What about the second question, though–what do you do if you’ve started writing a story, and now you think it might actually be a novel?
This is an issue that comes up a lot when you’re workshopping. What happens in those cases is that your readers notice that you have a lot going on in the story you’ve submitted. Like, a lot: lots of characters, lots of complexity within the world you’ve built, maybe even multiple story threads. You’ve alluded to a dozen or more incredibly interesting things and none of them feels fully realized, and several readers are calling for you to expand each and every one of those elements. But you’re already pushing 7,500 words!
Sometimes more is more. It may be that you do indeed have a novel on your hands.
The opposite can also happen: your internal editor or actual readers can come back to your book chapters or novella with a million suggestions for cutting and condensing material that feels unneeded or, sometimes, duplicated. In such cases, you may have a lot of words covering not much content. A more abbreviated and effective form of the story might be what’s called for.
It might be easy to see both types of analysis as sheerly quantitative. One is saying you have too much stuff to fit into a short story, right? The other is suggesting you have too little matter to justify a work’s present length. It’s easy to feel like this is about word counts, and important to notice that it’s not. Whether a story is enough at a certain length is really about its heft, a sort of of intuitively-felt ratio of ideas and emotional beats to words. It’s about how much we, as readers, are digesting in relation to the length of what we’re reading.

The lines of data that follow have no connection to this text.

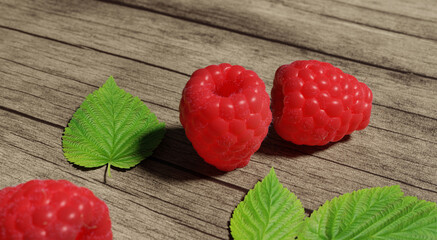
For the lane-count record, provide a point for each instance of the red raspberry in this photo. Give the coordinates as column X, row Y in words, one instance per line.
column 52, row 210
column 314, row 103
column 225, row 111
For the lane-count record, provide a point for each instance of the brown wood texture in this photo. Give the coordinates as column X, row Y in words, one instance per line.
column 54, row 53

Yes, digesting! It can be fun (and sometimes useful) to think of the story as something you’re cooking up for readers. Is it a snack? A light soup with a cookie on the side? Or is it a banquet?

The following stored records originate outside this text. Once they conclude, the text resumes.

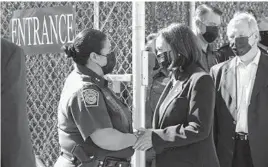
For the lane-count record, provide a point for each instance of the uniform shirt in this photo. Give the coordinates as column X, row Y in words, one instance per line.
column 245, row 81
column 208, row 58
column 84, row 108
column 16, row 145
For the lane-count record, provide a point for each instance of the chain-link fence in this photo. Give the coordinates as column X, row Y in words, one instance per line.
column 161, row 14
column 46, row 72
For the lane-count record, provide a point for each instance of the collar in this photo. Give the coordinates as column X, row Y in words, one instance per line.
column 255, row 60
column 263, row 47
column 204, row 46
column 89, row 75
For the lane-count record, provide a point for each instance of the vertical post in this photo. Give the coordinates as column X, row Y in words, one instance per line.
column 96, row 15
column 138, row 36
column 191, row 14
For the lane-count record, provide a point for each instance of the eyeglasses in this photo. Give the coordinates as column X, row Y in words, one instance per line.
column 166, row 53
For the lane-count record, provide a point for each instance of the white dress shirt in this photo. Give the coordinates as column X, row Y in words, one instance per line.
column 246, row 75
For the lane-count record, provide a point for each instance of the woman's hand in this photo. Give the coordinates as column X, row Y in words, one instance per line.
column 144, row 142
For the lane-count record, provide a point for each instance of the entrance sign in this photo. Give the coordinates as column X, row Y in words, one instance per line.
column 43, row 30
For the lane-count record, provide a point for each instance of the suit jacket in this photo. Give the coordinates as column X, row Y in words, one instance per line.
column 182, row 134
column 15, row 139
column 224, row 76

Whether you’re taking this feedback about a story’s relative bigness and evaluating it after the fact, or you’re working with an unfinished idea and trying to rate whether it’s a novel or story idea, there’s no easy binary Long/Short answer or rubric you can fall back on. Complex stories can be cut back, after all. Apparently slender ideas can be nourished and expanded.

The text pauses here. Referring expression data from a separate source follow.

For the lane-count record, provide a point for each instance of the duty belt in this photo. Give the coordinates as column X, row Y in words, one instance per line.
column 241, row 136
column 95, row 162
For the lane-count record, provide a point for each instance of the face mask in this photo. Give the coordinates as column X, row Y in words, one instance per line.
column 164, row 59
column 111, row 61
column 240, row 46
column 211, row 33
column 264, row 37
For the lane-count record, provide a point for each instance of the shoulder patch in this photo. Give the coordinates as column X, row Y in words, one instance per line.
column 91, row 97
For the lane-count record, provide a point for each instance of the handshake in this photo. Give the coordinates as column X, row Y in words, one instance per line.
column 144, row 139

However, one thing you can try, that might make a good starting point, is to try to summarize the story you’re telling. Can you get it down to one or two sentences that really encapsulate what you’ve got on the page? If no matter what you do you can’t sum up the story without stretching into paragraphs, or even a page, you are probably heading into novel territory.
The innate sense of whether something is a novel or story idea gets sharper as you continue to write, and gain experience as both a reader and an editor. But until that instinct develops, asking yourself these kinds of questions, like What kind of food is it? or Can I summarize it in a line or two? or Can I cut it down to three characters without breaking it? might be the best way to evaluate what you’re working on.
There are few rules in writing, but in general good, self-contained short stories tend to have one storyline, one protagonist, an easily understood setting, one theme and around a handful of characters. Novels, simply, have more.
So if you’re 6000 words into something and you find yourself introducing your eighth important character on your third planet, or developing a second whole story arc, let yourself ask if you actually a novella or a book on your hands.
If that’s the case have a pause, take a breath, and then prepare to ask yourself one last thing: are you eager and excited about diving in?